The Raptors began the night trailing the East-leading Hawks by four-and-a-half games.
They knew they were in for a rough night against the league's hottest team, which had also clobbered Washington — one of the East's top teams — last week. They weren't wrong as they trailed almost from the opening whistle, fell behind by as many as 24 points in the third quarter, and went into the fourth down 85-68.
A basket by Lowry on Toronto's first possession cut the difference to 15 points. But the Hawks quickly snuffed out any hopes of a Raptors' comeback, taking a 26-point lead on a bucket by Paul Millsap with 5:45 to play in front of a disgruntled Air Canada Centre crowd of 19,800 that included Toronto FC's newest acquisition Jozy Altidore and Blue Jays slugger Jose Bautista.
The ugliness continued and by the time Greivis Vasquez drained a three with 1:26 to go to cut Toronto's deficit to 19 points, many fans had already left the building.
"We just hit one of them tough weeks, tough week-and-half," DeRozan said. "We've just got to bounce back. You can't play a perfect season. It's good that we're having it now so we can regroup and get back on track."
It was another rough night for Terrence Ross, who had five points on just 1-for-8 shooting. Jonas Valanciunas had just four points to go with six boards.
Casey had talked pre-game about the importance of protecting the ball, but the message seemingly went unheard by his players, who had already coughed up the ball 14 times before halftime. They would give up 24 points on 19 giveaways overall.
The Raptors wore their purple jerseys as part of their 20th anniversary celebrations, and honoured former Raptor Muggsy Bogues with a video tribute during a timeout. Bogues, who travels the world doing promotional work for the NBA, said the Raptors are situated well in the wide-open Eastern Conference.
"The Raptors have a really good opportunity to come out of the East if they continue to keep grinding, continue to keep getting better, on both ends of the floor," Bogues said. "What they've got now, they've proven they can beat anybody they play against, it's just a matter of going out there and doing it."

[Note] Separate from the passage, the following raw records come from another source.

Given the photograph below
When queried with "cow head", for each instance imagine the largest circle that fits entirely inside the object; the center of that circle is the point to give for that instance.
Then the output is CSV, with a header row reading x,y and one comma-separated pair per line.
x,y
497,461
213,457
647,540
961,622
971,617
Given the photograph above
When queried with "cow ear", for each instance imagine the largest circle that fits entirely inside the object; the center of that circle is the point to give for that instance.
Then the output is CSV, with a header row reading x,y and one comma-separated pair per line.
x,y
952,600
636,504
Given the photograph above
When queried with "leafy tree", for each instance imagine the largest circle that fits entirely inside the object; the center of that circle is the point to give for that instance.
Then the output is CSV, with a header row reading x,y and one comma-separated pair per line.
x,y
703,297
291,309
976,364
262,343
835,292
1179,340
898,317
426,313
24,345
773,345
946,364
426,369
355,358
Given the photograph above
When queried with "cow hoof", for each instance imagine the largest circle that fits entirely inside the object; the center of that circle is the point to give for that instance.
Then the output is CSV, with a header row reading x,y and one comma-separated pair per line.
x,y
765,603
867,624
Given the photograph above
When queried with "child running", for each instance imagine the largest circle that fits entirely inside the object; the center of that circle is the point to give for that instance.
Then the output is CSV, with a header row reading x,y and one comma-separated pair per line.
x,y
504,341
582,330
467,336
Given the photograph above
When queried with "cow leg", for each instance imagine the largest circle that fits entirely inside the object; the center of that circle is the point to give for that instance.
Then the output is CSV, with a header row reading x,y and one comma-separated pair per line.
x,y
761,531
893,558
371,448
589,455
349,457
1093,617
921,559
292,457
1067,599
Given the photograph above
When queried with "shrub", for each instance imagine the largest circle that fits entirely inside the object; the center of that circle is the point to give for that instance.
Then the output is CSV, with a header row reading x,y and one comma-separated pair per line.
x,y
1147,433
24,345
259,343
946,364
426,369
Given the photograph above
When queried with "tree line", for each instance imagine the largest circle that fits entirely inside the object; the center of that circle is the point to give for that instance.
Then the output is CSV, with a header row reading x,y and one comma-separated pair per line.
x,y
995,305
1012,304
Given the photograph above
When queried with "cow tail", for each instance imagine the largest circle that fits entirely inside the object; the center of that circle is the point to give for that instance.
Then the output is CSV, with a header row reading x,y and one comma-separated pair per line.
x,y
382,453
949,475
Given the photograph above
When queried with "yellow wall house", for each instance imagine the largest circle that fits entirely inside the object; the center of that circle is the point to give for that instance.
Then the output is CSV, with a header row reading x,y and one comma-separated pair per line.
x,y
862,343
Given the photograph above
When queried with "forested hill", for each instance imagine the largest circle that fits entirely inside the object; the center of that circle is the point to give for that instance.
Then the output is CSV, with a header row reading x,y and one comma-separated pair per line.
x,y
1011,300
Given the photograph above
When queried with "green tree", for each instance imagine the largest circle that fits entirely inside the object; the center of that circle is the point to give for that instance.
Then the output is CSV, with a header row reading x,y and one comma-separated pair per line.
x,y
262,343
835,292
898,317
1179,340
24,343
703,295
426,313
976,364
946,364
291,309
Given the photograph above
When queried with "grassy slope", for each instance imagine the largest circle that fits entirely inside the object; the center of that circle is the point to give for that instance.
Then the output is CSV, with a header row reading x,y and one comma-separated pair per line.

The Raptors got off to a messy start, shooting just 32 per cent in the opening quarter. But they managed to keep the deficit in single digits and trailed 24-19 heading into the second.
The Hawks stretched their lead to 11 points before the Raptors' second unit cut the lead to five. But Atlanta ended the first half with an 11-2 run to put the Hawks up 52-38.
DeRozan had 13 points in the third quarter, but it wasn't enough to carry a Raptors squad that couldn't pull to within closer than 14 points in the frame.
The Raptors end their six-game homestand on Sunday when they host the New Orleans Pelicans.